Jenista Mhagama, Tanzania’s minister of state in the Prime Minister’s Office responsible for Policy, Parliamentary Affairs, Labour, Employment, Youth and the Disabled, disclosed this on Thursday at a news conference in Dodoma.
The ministers responsible for disaster risk management will meet to discuss ways of improving the necessary technical and financing capacities when member states faced droughts and floods.
“The objective of the meeting is to lessen diversion of budgets planned for implementation of development projects to funding programmes in areas devastated by droughts or floods,” she said.
Mhagama said the meeting to be held from Feb. 18 to Feb. 21 will provide a platform for learning how the Comoros, Malawi, Mozambique and Zimbabwe coped after they were hit by Idai and Kenneth cyclones in 2019 that left the countries in devastation.

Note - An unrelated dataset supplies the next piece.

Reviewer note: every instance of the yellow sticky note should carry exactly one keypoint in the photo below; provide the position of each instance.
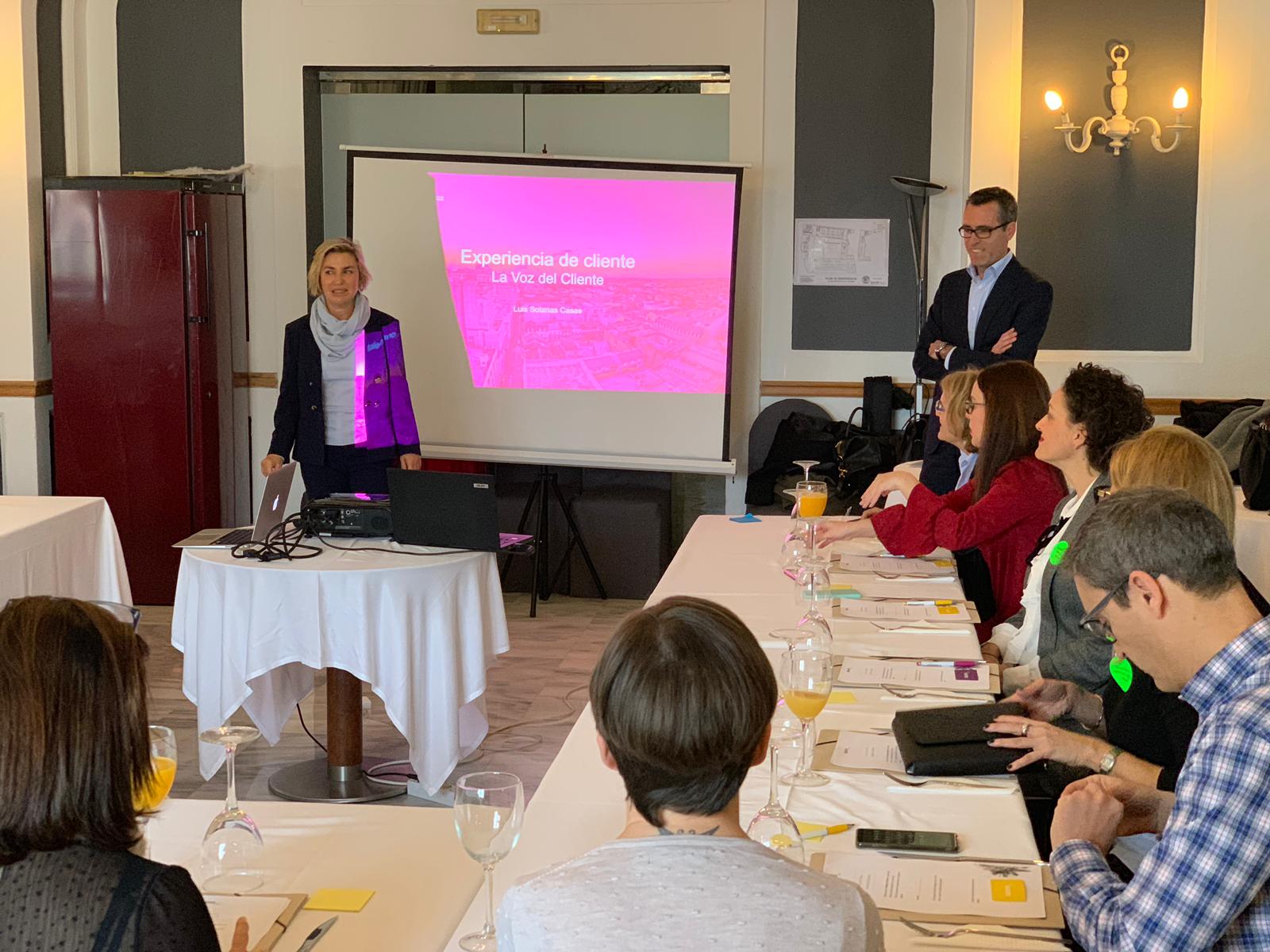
(340, 900)
(1009, 892)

The official said 13 out of the 16 member countries of SADC were in 2016 hit by severe drought that affected about 40 million people in the region.

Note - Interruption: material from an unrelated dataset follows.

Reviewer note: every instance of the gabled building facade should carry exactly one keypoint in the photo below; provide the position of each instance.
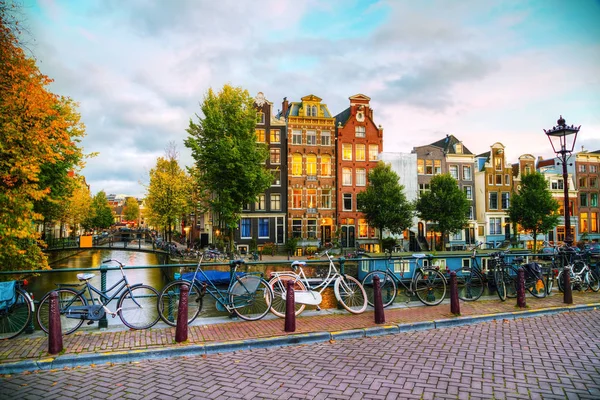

In November 2016, SADC ministers met in Mauritius and adopted the SADC Regional Disaster Preparedness and Response Strategy which was expected to enhance coordinated interventions to disasters in the region.
The ministers noted that there were inadequate funds set aside at the regional level to coordinate disaster risk reduction issues, including responses to disasters.
Tanzania is the current chair of the 16 SADC member states established in 1992 to address regional integration and poverty eradication within southern Africa through economic development and ensuring peace and security.